I think it’s a pretty tough call on which is worse – physical or emotional cheating. Physical is an intimacy with another person while telling your partner, to whom you may be married, sharing a home, a child, etc… that you love him/her. Emotional, you are betraying the underlying relationship you have with your partner by seeking love/support from someone else. Both are a betrayal of the heart, no matter how you shake it down.
Love the blog!
SJ
I feel that regardless if it is emotional or physical, it still is cheating. A few years ago I started to like another guy while I was dating my boyfriend, and he started to figure it out (how I have no idea.) I was 17 at the time and have matured SO much since then. I saw how much that hurt him and how badly it disrupted our relationship at the time. I know that I would never put him through anything like that again, and if I really did start developing REAL feelings for another guy, I would break it off until I cold figure my shit out.
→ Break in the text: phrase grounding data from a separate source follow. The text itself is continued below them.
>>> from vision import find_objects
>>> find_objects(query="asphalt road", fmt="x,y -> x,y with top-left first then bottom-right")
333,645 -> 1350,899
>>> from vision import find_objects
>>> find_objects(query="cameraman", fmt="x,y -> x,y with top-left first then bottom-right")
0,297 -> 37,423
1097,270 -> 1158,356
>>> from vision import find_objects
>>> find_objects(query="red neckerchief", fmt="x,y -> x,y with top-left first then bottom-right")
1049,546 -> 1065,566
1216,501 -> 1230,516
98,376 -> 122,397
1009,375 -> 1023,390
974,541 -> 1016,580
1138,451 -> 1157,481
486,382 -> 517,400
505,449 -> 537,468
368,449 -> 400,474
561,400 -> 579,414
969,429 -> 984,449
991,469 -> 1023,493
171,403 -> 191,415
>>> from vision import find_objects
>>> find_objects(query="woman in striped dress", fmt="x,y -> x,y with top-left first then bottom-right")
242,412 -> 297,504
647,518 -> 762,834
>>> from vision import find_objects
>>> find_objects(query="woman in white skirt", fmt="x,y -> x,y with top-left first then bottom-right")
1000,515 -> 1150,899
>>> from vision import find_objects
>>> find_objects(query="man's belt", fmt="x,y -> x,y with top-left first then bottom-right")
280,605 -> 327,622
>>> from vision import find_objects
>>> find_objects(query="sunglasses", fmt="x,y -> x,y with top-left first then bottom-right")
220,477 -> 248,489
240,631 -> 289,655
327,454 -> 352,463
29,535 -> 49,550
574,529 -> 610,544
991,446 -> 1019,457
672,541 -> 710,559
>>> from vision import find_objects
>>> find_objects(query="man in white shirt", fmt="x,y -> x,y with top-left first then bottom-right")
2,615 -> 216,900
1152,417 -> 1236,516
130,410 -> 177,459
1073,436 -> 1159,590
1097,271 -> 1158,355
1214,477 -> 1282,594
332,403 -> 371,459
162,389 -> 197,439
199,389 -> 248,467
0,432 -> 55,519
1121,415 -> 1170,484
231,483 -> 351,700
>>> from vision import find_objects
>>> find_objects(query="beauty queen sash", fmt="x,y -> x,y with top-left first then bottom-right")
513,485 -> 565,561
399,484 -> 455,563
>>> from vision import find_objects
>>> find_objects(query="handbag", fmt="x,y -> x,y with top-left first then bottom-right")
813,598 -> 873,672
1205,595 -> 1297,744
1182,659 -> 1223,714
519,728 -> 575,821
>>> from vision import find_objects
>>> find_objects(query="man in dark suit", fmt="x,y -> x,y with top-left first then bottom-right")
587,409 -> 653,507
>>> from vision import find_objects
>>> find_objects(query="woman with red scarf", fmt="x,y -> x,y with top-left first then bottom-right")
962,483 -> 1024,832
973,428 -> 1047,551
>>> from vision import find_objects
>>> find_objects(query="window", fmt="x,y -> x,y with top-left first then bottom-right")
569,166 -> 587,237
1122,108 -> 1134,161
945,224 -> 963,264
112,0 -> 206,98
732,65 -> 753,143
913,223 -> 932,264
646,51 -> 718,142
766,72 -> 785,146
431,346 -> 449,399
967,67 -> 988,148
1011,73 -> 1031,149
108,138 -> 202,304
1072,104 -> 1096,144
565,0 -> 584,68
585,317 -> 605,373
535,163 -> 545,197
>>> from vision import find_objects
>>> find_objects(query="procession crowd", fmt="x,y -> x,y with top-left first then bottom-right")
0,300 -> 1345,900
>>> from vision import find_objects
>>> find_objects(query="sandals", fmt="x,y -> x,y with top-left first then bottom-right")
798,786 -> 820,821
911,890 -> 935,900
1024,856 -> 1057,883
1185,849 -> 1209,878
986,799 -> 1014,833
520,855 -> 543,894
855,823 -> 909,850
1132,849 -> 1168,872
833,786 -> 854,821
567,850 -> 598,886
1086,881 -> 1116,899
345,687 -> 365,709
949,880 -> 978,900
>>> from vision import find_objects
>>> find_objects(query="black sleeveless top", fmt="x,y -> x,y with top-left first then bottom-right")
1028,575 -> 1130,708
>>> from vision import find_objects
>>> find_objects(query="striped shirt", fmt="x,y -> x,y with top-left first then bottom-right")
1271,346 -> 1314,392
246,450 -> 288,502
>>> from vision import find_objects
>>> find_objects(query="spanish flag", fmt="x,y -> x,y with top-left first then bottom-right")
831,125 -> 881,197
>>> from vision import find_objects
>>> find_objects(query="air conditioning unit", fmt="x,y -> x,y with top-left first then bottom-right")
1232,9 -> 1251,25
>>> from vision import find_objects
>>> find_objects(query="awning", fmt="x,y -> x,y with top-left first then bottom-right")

If you are with someone, that means you are with them emotional, mentally, physically, everything. And by giving one of those away to another person on a romantic or sexual level while in a committed relationship is not only disrespectful, but in my eyes, somewhat pathetic.
Emotional affairs are cheating! Shame shame.
I have a friend that does this, she has no shame. If you are doing something you wouldn’t want your SO finding out about, then you are doing something very wrong. A flirt here or there is no big deal, but over a period of time, constantly is a no go.